Once again there was a nice synchronicity between the astronomy and stats astro-ph this week: this time involving kernel-based methods. The first kernel paper was that by Zuluaga et al. investigating the use of a kernel-based metric to define a discrepancy distance between real and mock datasets in ABC (Approximate Bayesian Computation). According to the authors’ experiments with the example problem from Wood’s Nature paper this appears to be a sensible choice for some types of ABC analysis—though indeed I am biased favourably in this regard because I had the same idea (though I never followed it up) after seeing this distance used in Minkser et al.‘s subset posterior Bayes paper last year. Although it’s not taken up in Zuluaga et al.’s paper there are a number of attractive features of embeddings in reproducible kernel Hilbert spaces that make convergence proofs fall out ‘easily’ (quote-unquote; see the many pages of working in Minsker et al.!) for a variety of statistical problems.

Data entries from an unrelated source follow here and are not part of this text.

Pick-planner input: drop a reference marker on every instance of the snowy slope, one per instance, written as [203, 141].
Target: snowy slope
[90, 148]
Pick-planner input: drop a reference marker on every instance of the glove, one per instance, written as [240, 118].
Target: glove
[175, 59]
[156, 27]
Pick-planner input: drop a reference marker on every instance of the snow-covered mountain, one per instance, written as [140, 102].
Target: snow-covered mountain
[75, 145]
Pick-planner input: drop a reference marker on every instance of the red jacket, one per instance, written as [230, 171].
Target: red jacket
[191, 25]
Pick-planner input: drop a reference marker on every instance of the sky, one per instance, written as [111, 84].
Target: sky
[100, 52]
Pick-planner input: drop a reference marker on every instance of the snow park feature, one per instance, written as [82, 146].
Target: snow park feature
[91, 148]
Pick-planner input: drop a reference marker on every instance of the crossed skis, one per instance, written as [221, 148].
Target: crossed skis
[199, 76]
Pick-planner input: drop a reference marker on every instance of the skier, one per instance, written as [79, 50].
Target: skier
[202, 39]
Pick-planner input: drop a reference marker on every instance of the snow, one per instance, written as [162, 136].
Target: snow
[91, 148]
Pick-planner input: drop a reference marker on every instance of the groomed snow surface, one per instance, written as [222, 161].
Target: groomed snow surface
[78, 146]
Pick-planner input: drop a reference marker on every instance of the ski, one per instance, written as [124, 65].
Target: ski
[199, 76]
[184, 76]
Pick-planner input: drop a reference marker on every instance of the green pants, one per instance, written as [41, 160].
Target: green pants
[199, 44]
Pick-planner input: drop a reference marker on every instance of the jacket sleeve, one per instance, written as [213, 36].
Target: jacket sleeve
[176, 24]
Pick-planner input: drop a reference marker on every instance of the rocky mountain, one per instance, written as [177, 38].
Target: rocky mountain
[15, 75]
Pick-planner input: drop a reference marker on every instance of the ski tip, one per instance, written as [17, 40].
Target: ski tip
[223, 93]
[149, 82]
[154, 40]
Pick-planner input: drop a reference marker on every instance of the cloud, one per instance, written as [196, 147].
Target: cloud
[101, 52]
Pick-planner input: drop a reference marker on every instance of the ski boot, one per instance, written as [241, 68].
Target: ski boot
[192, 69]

The astronomical focus on kernel-based methods this week concerned the estimation of photometric redshifts; specifically the estimation of the distribution of redshifts (effectively ‘line of sight distances’ for non-astronomers) of an entire population of objects given some photometric measurements plus a training dataset of objects at precisely known (spectroscopic) redshifts with the same photometric measurements. A model-free methodology for tackling this problem is of course to use some kind of classic non-parametric estimator involving the kernel-based distance from the training data to the targets of the prediction. And indeed this is the approach explored by Rau et al. through the machine learning toolkits of quantile regression forests and ordinal class PDF estimation.

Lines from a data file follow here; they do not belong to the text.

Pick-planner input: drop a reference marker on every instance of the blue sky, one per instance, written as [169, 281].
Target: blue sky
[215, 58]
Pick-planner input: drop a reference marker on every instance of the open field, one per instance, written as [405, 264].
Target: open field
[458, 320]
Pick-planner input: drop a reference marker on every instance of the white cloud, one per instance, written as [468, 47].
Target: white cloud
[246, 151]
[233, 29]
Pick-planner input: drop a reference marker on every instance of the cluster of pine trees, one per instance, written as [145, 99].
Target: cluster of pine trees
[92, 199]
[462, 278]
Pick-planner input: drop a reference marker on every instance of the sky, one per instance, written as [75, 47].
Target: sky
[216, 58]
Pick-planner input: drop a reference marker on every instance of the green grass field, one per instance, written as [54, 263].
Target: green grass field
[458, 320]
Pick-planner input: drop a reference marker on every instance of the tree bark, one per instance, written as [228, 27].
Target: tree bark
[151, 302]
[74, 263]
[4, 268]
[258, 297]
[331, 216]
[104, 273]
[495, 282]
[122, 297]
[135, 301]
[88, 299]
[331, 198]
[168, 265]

While I don’t claim to be an expert on machine learning techniques I had both good and bad impressions of the Rau et al. paper: the good being that there seemed to be quite some care put into choosing a sensible evaluation metric for comparing the different tools considered here (the authors’ choice being the KL divergence [imprecisely called a ‘distance’]) and on bandwidth selection; and the bad being that (1) the quantile regression trees are only discussed with a mean squared error loss function which wouldn’t make them quantile regression trees at all! and (2) I couldn’t find the word ‘boosting’ in the discussion of regression trees—the difference between boosted and ordinary regression trees being like the difference between conventional weapons and a nuclear bomb (in my very loose understanding of these machine learning tools). Feedback from an expert reader might well be appreciated here.
Happy holiday of the sexy pagan goddess to one and all!